Idioms are not only used in everyday conversation, they are also part of business English and will frequently pop up when dealing with colleagues and partners. Here are some useful idioms and phrases that are used in business English, especially during meetings.

  • “Let’s get the ball rolling”.

This idiom is usually used when a project is starting. This is another way to say, “Let’s start the project.

  • “…sharp”

This expression is used to indicate a certain time such as “nine o’clock sharp.” This phrase means that you need to be on time, so if a person says, “the meeting will begin at 12:30 sharp” it means “the meeting will begin promptly at 12:30.”

  • “To fill someone in”

This idiom is often used when a person walks into a situation and has missed some important information. Usually another person will “fill them in” which means that they will let the person know what information they have missed. This idiom is also used outside of business meetings in informal settings to let someone know the information that they might have missed.

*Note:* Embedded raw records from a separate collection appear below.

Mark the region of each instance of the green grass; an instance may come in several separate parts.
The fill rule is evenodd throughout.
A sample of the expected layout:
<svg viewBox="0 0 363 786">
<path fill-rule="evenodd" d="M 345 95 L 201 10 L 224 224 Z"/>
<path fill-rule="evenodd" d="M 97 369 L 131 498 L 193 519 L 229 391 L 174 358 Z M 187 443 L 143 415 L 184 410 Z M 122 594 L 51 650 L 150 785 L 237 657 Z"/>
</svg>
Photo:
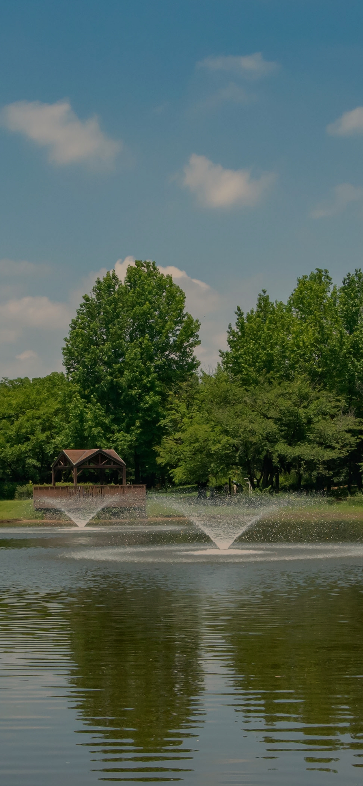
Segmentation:
<svg viewBox="0 0 363 786">
<path fill-rule="evenodd" d="M 0 520 L 2 519 L 42 519 L 41 511 L 35 510 L 32 499 L 0 500 Z"/>
</svg>

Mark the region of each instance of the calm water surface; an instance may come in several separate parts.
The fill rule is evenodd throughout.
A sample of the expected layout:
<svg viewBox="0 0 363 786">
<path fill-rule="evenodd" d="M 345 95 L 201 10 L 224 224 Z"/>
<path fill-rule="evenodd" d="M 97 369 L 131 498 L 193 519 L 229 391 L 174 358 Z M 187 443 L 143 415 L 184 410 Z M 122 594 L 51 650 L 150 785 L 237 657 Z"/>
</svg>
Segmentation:
<svg viewBox="0 0 363 786">
<path fill-rule="evenodd" d="M 360 784 L 363 544 L 178 532 L 0 531 L 1 782 Z"/>
</svg>

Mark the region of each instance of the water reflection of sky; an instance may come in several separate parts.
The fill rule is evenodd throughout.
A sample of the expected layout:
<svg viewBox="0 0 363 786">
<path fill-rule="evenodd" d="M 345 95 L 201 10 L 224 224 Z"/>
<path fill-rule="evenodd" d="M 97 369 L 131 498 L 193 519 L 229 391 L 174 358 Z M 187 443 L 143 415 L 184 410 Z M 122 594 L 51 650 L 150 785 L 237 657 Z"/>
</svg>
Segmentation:
<svg viewBox="0 0 363 786">
<path fill-rule="evenodd" d="M 361 544 L 1 545 L 6 786 L 358 782 Z"/>
</svg>

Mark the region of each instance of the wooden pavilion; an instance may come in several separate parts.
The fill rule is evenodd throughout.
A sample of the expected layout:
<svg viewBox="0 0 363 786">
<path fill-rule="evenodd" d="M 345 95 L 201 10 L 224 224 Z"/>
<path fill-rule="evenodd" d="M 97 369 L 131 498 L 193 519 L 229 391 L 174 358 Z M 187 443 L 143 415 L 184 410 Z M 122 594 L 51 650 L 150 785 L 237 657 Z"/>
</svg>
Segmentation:
<svg viewBox="0 0 363 786">
<path fill-rule="evenodd" d="M 52 486 L 56 485 L 57 473 L 64 469 L 71 470 L 75 486 L 77 486 L 78 476 L 83 469 L 96 470 L 99 473 L 101 484 L 104 482 L 106 469 L 116 470 L 120 480 L 122 477 L 122 485 L 126 486 L 126 464 L 116 450 L 104 448 L 62 450 L 52 464 Z"/>
</svg>

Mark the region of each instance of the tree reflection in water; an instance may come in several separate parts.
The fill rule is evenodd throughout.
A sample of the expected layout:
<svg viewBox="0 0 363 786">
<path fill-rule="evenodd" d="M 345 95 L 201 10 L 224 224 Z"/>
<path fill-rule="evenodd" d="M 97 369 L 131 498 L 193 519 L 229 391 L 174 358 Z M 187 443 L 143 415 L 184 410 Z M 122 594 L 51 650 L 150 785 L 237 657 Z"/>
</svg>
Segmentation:
<svg viewBox="0 0 363 786">
<path fill-rule="evenodd" d="M 192 596 L 114 583 L 82 591 L 68 613 L 75 707 L 97 729 L 102 771 L 189 769 L 183 740 L 198 736 L 203 689 Z"/>
</svg>

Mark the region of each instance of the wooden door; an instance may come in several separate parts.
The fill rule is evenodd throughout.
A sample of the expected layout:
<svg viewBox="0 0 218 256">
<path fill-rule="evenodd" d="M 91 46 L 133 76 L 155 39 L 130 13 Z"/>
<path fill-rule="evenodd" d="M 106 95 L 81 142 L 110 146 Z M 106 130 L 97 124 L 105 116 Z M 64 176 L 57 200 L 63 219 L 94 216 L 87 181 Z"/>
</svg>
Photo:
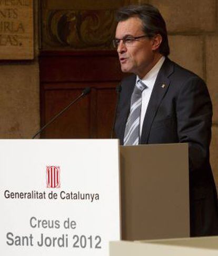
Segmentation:
<svg viewBox="0 0 218 256">
<path fill-rule="evenodd" d="M 42 133 L 42 138 L 109 138 L 123 75 L 114 50 L 43 51 L 39 57 L 41 127 L 86 87 L 80 99 Z"/>
</svg>

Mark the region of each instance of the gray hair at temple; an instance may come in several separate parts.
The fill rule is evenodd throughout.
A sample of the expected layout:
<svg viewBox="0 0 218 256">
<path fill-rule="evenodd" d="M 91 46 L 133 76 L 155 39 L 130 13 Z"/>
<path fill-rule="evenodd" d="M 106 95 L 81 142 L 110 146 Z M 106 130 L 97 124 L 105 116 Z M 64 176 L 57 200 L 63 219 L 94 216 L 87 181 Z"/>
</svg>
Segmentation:
<svg viewBox="0 0 218 256">
<path fill-rule="evenodd" d="M 164 56 L 170 54 L 166 23 L 159 10 L 150 4 L 129 5 L 120 8 L 116 13 L 117 22 L 131 17 L 137 16 L 143 25 L 143 30 L 150 38 L 160 34 L 162 41 L 159 48 L 160 53 Z"/>
</svg>

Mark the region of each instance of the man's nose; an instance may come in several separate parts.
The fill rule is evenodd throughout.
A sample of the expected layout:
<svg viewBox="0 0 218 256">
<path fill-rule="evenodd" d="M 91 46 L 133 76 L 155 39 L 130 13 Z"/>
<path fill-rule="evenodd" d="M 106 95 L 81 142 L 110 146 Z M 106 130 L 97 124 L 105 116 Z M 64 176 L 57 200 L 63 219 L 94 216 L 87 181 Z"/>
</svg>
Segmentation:
<svg viewBox="0 0 218 256">
<path fill-rule="evenodd" d="M 118 53 L 122 53 L 126 51 L 126 47 L 123 40 L 121 40 L 118 44 L 117 51 Z"/>
</svg>

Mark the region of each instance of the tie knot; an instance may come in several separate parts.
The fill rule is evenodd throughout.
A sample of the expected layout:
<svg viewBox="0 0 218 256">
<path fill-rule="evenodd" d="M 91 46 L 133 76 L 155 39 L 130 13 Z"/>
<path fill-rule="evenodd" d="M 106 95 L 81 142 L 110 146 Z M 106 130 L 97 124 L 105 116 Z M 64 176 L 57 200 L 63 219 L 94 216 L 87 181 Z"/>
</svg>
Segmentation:
<svg viewBox="0 0 218 256">
<path fill-rule="evenodd" d="M 136 82 L 136 86 L 140 90 L 141 92 L 143 92 L 147 86 L 144 84 L 144 83 L 140 79 L 137 80 Z"/>
</svg>

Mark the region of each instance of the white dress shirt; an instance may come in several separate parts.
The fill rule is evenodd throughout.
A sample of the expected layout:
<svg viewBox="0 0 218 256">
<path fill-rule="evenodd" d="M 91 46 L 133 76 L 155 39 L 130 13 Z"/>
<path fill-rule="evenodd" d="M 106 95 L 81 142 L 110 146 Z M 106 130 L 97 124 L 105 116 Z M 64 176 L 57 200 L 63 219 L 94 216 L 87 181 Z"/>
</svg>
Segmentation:
<svg viewBox="0 0 218 256">
<path fill-rule="evenodd" d="M 165 58 L 164 56 L 162 57 L 155 66 L 154 66 L 151 70 L 146 74 L 145 76 L 141 79 L 144 84 L 147 86 L 147 88 L 144 89 L 142 94 L 142 107 L 140 117 L 140 136 L 142 134 L 142 125 L 143 124 L 147 105 L 148 105 L 148 102 L 151 98 L 151 95 L 153 88 L 154 88 L 154 83 L 155 83 L 158 73 L 161 69 L 161 66 L 162 66 L 165 59 Z M 140 78 L 137 76 L 136 81 L 139 79 Z"/>
</svg>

  • “Let’s get the show on the road”

This is another idiom that is used to talk about getting things started. Usually the idiom is used to get projects started once all the details have been decided on.

  • Ballpark figure

this idiom means an approximation. You will use it when you want the approximate cost of a certain deal. For example, “Could you give me a ballpark figure for export costs?”

  • Bottom line

Native speakers use this phrase to talk about the conclusion or summary of a discussion. If someone asks you “So what is the bottom line?” during a conversation, they are asking you to give them the summary of everything you have said. Additionally, in business terms, ‘the bottom line’ can also refer to a company’s net earnings.

  • In black and white

this idiom means something ‘in writing’.Think about a piece of paper – most likely it will be white with the text written in black. For example, if someone tells you they need the terms of an agreement ‘in black and white’, it means that they need them to be very written down. Also, a ‘black and white’ situation can also refer to a very clear choice that causes no confusion.

  • Blow a deal

Hopefully, this won’t happen very often, but this idiom means that the business deal won’t be going ahead. So if you ‘blew a business deal’ with a client, it means your contract with them didn’t happen, often because a mistake was made.

These are just some of the idioms that are used during business meetings. What are some of the most common idioms that are used in your language?